Bu tespitler ışığında Türk Dünyası STK’larının Kızıl Elması, Türk Milleti’nin inkişafını kadim geçmişteki Türk hedeflerinin ışığında şahikalara ulaştırmak amacıyla karar vericileri etkilemek ve yönlendirmek olmalıdır. Bu etkilemenin ve yönlendirmenin altında yatan hedef ise; Türk birliği ve tüm insanlığın refah ve konforu için cihan hâkimiyeti şümulünün Türklerin bakışıyla sağlanmasıdır.
Türk Dünyası STK’ları İçin Yeni Kızılelma;
Biz Türklerin cihan hâkimiyeti mefkûresi yolunda Türkiye’deki Türk Dünyası STK’ları olarak Türk milletinin inkişafı için Türkiye’ye bir gelecek tasavvuru çizmek ve bu amaca hizmet yolunda çalışmalar yapmaktır.

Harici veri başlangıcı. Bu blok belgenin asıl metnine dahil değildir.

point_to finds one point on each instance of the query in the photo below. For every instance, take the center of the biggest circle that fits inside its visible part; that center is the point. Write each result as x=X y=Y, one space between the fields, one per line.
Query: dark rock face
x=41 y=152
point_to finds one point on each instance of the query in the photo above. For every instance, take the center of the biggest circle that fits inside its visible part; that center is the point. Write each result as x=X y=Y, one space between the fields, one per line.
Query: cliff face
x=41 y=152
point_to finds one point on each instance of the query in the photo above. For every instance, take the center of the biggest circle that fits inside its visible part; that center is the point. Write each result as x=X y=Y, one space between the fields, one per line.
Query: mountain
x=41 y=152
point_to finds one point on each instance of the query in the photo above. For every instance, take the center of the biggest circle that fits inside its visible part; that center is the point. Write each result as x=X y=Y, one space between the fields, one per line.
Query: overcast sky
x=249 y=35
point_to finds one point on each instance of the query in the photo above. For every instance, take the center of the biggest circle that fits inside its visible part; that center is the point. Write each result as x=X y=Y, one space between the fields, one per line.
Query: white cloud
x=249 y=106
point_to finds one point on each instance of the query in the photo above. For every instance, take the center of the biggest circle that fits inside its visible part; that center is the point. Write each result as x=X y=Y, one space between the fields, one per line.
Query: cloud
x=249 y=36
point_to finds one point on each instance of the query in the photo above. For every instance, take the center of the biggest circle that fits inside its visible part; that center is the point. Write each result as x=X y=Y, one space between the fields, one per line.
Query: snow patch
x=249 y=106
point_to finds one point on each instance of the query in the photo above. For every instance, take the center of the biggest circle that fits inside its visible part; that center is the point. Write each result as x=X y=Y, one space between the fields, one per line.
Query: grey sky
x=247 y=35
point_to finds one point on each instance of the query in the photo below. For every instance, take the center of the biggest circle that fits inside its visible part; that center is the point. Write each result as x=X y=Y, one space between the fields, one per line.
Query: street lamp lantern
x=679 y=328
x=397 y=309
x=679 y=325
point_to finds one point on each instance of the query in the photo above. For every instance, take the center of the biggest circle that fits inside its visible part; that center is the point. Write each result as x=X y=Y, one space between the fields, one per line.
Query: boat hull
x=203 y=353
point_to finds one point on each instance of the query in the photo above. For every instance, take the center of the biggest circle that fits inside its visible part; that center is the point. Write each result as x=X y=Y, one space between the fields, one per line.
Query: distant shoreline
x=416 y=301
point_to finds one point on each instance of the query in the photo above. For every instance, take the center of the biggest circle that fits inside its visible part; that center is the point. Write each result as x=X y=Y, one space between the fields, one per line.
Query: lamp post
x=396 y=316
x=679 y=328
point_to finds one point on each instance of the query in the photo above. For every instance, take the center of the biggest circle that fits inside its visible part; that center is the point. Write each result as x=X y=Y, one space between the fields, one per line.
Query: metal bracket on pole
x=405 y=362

Bu noktada çapraz sorgulama ile şu soruyu düşünelim. Muktedir mi iktidar, iktidar mı muktedir?
Muktedir olmak için güce, iktidar olmak için kulise ihtiyacınız var. Dünya üzerinde bağımsız Türk devletlerinin ve bağımsız olmayan Türklerin yaşadığı yurtların hepsi bir kulis bölgesidir. Bağımsız Türk devletleri de gücün merkezi olarak görülmeli, bağımsız olmayan Türkler de kulisin bağlantıları olarak düşünülmelidir.
Birleşmiş Milletler de 5 daimi üyeyi iktidar olarak kabul edelim. İktidarın içinde ki 5 üyeden 3ünün net bir şekilde dünya üzerinde farklı coğrafyalarda söz sahibi olduğunu görerek, 5li üyenin dışında kalan Türkler ve Türkler ile bağlaşık olabilecek bir ekosistemin oluşmasını sağlamaktan ve bu bağlaşığın Türkiye’nin gelecek tasavvuru olarak bahsedeceğim.
Dünya üzerinde yaşayan insanoğlunun medeniyet yürüyüşü, dünyanın nimetlerinden daha çok faydalanma şehveti olan emperyalistlerin çağdaş sömürgecilik arzusu için yaptıkları baskılar ve sömürülmemek için baskılara karşı koyanlar arasında acımasız bir anlayışla çatışmalar şeklinde devam etmektedir. Askeri, siyasi ve ekonomik çatışma alanları oluşmuş ve gelir; emperyalistlerin sömürüleri nedeniyle kendi devletinizin topraklarında bile eşit ve doğal yollarla paylaşılan üretim çıktısı olarak bireylere ve toplumlara dağılmamaktadır.